While recognizing the importance of a quick turnaround on your tax refund, the IRS cautions lower-income households not to be tempted by fast-cash products offered through third-party tax preparers, many of which carry hefty fees.
Consumer protection groups and U.S. regulators are happy to report that the main culprit in the bloated fast-cash refund market – the Refund Anticipation Loan, is no longer offered by most large tax prep agencies. But that hasn’t stopped companies like H&R Block, Jackson Hewitt and others from marketing alternatives.
Renamed a “refund anticipation check,” or RAC, companies are now charging taxpayers in a new way. Unlike a refund anticipation loan, the RAC is actually a temporary bank account set up by the preparer in order to divert a taxpayer’s refund. Close to 19 million taxpayers took the option of a RAC in 2011.
The advantage of paying extra for a RAC? Because the IRS can process and disburse a refund quicker using direct deposit, a taxpayer can generally receive their refund in about 7 to 10 days quicker than waiting for a paper check to arrive in the mail.

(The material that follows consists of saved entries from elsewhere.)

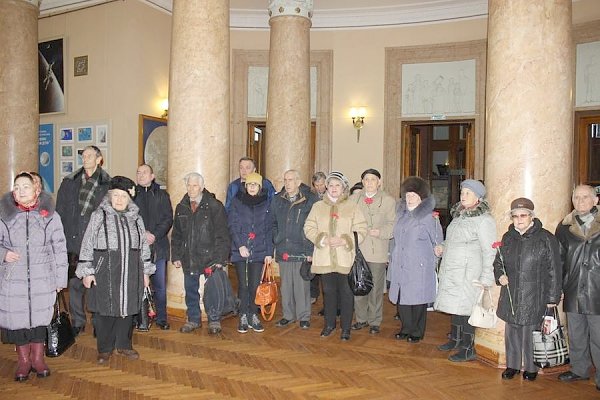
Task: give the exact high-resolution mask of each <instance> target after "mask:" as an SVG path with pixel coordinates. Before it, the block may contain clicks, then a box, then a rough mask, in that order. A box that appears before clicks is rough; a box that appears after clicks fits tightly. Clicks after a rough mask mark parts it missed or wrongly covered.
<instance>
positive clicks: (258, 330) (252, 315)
mask: <svg viewBox="0 0 600 400" xmlns="http://www.w3.org/2000/svg"><path fill="white" fill-rule="evenodd" d="M250 328H251V329H252V330H253V331H254V332H264V330H265V328H263V326H262V324H261V323H260V320H259V319H258V315H256V314H252V318H251V319H250Z"/></svg>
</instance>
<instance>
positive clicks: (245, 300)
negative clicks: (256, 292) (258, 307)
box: [234, 261, 263, 316]
mask: <svg viewBox="0 0 600 400" xmlns="http://www.w3.org/2000/svg"><path fill="white" fill-rule="evenodd" d="M234 265H235V271H236V273H237V277H238V297H239V298H240V315H243V314H248V316H250V315H252V314H257V313H258V307H257V305H256V303H255V302H254V299H255V298H256V288H258V285H259V283H260V278H261V276H262V267H263V264H262V263H248V264H247V265H246V262H245V261H238V262H236V263H234Z"/></svg>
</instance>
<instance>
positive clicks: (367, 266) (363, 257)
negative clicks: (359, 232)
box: [348, 232, 373, 296]
mask: <svg viewBox="0 0 600 400" xmlns="http://www.w3.org/2000/svg"><path fill="white" fill-rule="evenodd" d="M354 247H355V250H356V255H355V256H354V263H353V264H352V268H351V269H350V273H349V274H348V283H349V284H350V289H351V290H352V293H354V295H355V296H366V295H367V294H369V292H370V291H371V289H372V288H373V274H371V268H369V264H367V260H365V257H364V256H363V254H362V252H361V251H360V248H359V247H358V235H357V234H356V232H354Z"/></svg>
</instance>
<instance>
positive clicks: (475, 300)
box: [434, 201, 496, 316]
mask: <svg viewBox="0 0 600 400" xmlns="http://www.w3.org/2000/svg"><path fill="white" fill-rule="evenodd" d="M451 213H452V217H453V219H452V222H450V225H448V229H447V230H446V240H445V241H444V243H443V246H444V254H443V255H442V264H441V266H440V272H439V275H438V278H439V286H438V295H437V299H436V301H435V305H434V308H435V309H436V310H438V311H442V312H445V313H448V314H454V315H464V316H467V315H471V312H472V310H473V306H474V305H475V303H476V302H477V298H478V297H479V292H480V287H478V286H475V285H473V281H480V282H481V283H482V284H483V285H485V286H491V285H493V284H494V267H493V263H494V258H495V256H496V250H495V249H494V248H492V244H494V242H495V241H496V221H495V220H494V217H492V215H491V214H490V208H489V206H488V204H487V202H485V201H482V202H480V203H479V204H478V205H477V206H476V207H475V208H474V209H469V210H465V209H464V208H463V207H462V205H461V204H460V203H458V204H456V205H455V206H454V207H452V210H451Z"/></svg>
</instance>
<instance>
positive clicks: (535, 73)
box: [476, 0, 574, 365]
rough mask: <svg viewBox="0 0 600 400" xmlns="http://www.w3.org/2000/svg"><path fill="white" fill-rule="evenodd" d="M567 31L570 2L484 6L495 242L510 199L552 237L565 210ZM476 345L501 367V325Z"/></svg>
mask: <svg viewBox="0 0 600 400" xmlns="http://www.w3.org/2000/svg"><path fill="white" fill-rule="evenodd" d="M571 30H572V22H571V0H552V1H550V0H530V1H521V0H490V1H489V17H488V53H487V54H488V55H487V57H488V59H487V82H486V136H485V140H486V143H485V183H486V186H487V188H488V193H489V195H488V197H489V201H490V205H491V208H492V210H493V214H494V216H495V218H496V221H497V225H498V240H500V238H501V237H502V235H503V234H504V233H505V232H506V230H507V227H508V226H509V224H510V223H511V221H510V220H509V216H508V211H509V208H510V203H511V201H512V200H514V199H515V198H518V197H527V198H529V199H531V200H532V201H533V202H534V204H535V212H536V215H537V217H538V218H540V220H541V221H542V223H543V225H544V227H545V228H546V229H548V230H549V231H550V232H554V230H555V228H556V226H557V224H558V223H559V222H560V220H561V219H562V218H563V217H564V216H565V215H566V214H567V213H568V212H569V210H570V207H571V188H572V186H573V180H572V179H573V177H572V162H573V160H572V155H573V98H572V94H573V82H574V80H573V74H574V50H573V42H572V38H571ZM498 292H499V291H498V289H497V288H496V297H497V296H498ZM476 343H477V349H478V353H479V355H480V356H481V357H483V358H485V359H486V360H488V361H490V362H492V363H494V364H498V365H503V364H504V363H505V351H504V324H503V323H500V324H499V326H498V328H497V329H496V330H484V329H481V330H478V333H477V339H476Z"/></svg>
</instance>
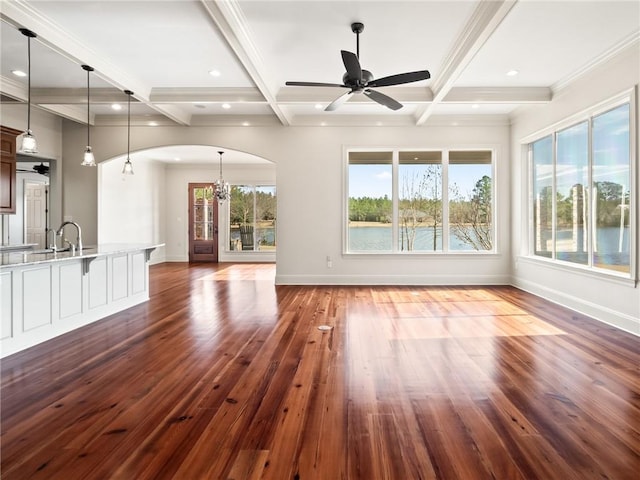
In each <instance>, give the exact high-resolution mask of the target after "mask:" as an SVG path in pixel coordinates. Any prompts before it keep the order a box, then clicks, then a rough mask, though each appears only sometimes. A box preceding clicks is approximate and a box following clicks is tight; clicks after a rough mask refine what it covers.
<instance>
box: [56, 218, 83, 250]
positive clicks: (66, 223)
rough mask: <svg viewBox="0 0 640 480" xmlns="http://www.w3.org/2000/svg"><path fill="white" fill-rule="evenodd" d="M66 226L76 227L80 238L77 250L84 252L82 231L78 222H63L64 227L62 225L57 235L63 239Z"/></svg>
mask: <svg viewBox="0 0 640 480" xmlns="http://www.w3.org/2000/svg"><path fill="white" fill-rule="evenodd" d="M66 225H73V226H74V227H76V230H78V238H77V239H76V245H75V248H76V249H78V250H82V230H81V229H80V225H78V224H77V223H76V222H63V223H62V225H60V228H58V231H57V232H56V234H57V235H58V236H59V237H62V234H63V233H64V227H65V226H66Z"/></svg>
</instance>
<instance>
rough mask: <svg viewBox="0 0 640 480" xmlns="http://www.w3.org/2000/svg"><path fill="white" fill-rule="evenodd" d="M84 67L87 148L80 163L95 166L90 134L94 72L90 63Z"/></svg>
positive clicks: (84, 166) (90, 129)
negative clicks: (85, 84)
mask: <svg viewBox="0 0 640 480" xmlns="http://www.w3.org/2000/svg"><path fill="white" fill-rule="evenodd" d="M82 69H83V70H85V71H86V72H87V148H86V149H85V150H84V158H83V160H82V163H81V164H80V165H82V166H83V167H95V166H96V159H95V157H94V156H93V151H92V150H91V138H90V136H89V135H90V133H91V114H90V112H89V105H90V97H89V92H90V91H91V90H90V88H89V73H90V72H93V67H90V66H89V65H82Z"/></svg>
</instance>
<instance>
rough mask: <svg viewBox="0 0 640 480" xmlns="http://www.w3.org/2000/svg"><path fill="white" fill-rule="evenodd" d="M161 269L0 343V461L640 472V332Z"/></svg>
mask: <svg viewBox="0 0 640 480" xmlns="http://www.w3.org/2000/svg"><path fill="white" fill-rule="evenodd" d="M150 285H151V299H150V301H149V302H147V303H145V304H143V305H140V306H137V307H134V308H132V309H129V310H127V311H125V312H122V313H120V314H117V315H114V316H112V317H109V318H107V319H105V320H102V321H100V322H97V323H95V324H93V325H90V326H87V327H85V328H82V329H80V330H77V331H75V332H72V333H70V334H67V335H64V336H62V337H59V338H56V339H54V340H52V341H49V342H47V343H45V344H41V345H39V346H36V347H34V348H32V349H29V350H27V351H24V352H21V353H18V354H16V355H13V356H11V357H8V358H6V359H3V360H2V366H1V369H2V383H1V387H2V396H1V408H2V411H1V416H2V433H1V437H0V441H1V445H0V446H1V465H0V466H1V469H2V471H1V474H2V479H4V480H12V479H20V480H22V479H29V480H37V479H47V480H51V479H64V480H76V479H126V480H140V479H180V480H200V479H236V480H239V479H275V480H285V479H301V480H308V479H318V480H334V479H336V480H337V479H354V480H355V479H363V480H377V479H393V480H413V479H436V478H437V479H498V480H504V479H507V480H510V479H526V480H532V479H541V480H549V479H562V480H571V479H575V480H585V479H612V480H614V479H615V480H627V479H629V480H632V479H633V480H637V479H638V478H640V476H639V472H640V367H639V365H640V338H638V337H634V336H633V335H630V334H627V333H625V332H622V331H620V330H617V329H615V328H612V327H609V326H607V325H604V324H602V323H599V322H595V321H593V320H591V319H588V318H586V317H584V316H581V315H578V314H576V313H574V312H570V311H568V310H566V309H563V308H560V307H558V306H556V305H553V304H551V303H549V302H546V301H543V300H541V299H539V298H537V297H535V296H532V295H529V294H527V293H524V292H522V291H519V290H517V289H514V288H510V287H457V288H456V287H295V286H280V287H275V286H274V266H273V265H245V264H239V265H228V264H220V265H202V264H201V265H191V266H190V265H188V264H171V263H169V264H162V265H156V266H153V267H151V284H150ZM320 325H329V326H330V327H332V328H331V330H329V331H322V330H319V329H318V328H317V327H318V326H320Z"/></svg>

Taxpayers can also easily deduct the fees from their refund, rather than paying up front.
“It’s a big convenience,” says Susan Ehrlich, president of financial services at H&R Block.
Critics question the fees however. H&R Block charges $34.95, or $24.95 if the refund is loaded onto one of its Emerald debit cards. If you want to have a paper check mailed out to you after the company deducts its fees, it's a whopping $55. Intuit software, which operates via TurboTax, charges $29.99 to set up a bank account. This is in addition to the regular tax preparation fees.
One way to look at a RAC is to consider it as paying interest on a loan. For example, a company may charge $200 to prepare a tax return, then an additional $30 for a RAC. Essentially, the consumer is delaying having to pay the $200 up front, and for the benefit of getting their refund about one week earlier, they would be paying an additional 15 percent on the $200. That’s the equivalent of a 260% annual interest rate.
Many taxpayers may not be aware of the free tax prep assistance that is offered by the IRS. Some free tax-help programs offer prepaid debit cards as well for those who do not have a bank account. Too, most banks do not charge a fee to set up an account with them. Some in fact will actually pay you to bank with them.
“We’re always concerned when consumers don’t receive the entire balance of their tax refund,” said Tom Feltner, director of financial services for the Consumer Federation of America.
This year, the IRS Free File program is available to anyone with gross income under $57,000. Through the IRS web site, the agency will pair you with a reputable tax company for the free preparation and electronic filing of your federal and state returns.
Low-income taxpayers can get free income tax preparation through the IRS Volunteer Income Tax Assistance (VITA) or at walk-in Taxpayer Assistance Centers. VITA sites are staffed by IRS employees and volunteers and offer free tax assistance.
Elderly taxpayers can receive free help as well through AARP and Tax Counseling for the Elderly sites (TCE). For a listing of VITA and TCE sites in your area, see the article Free Tax Return Preparation for You by Volunteers at IRS.gov.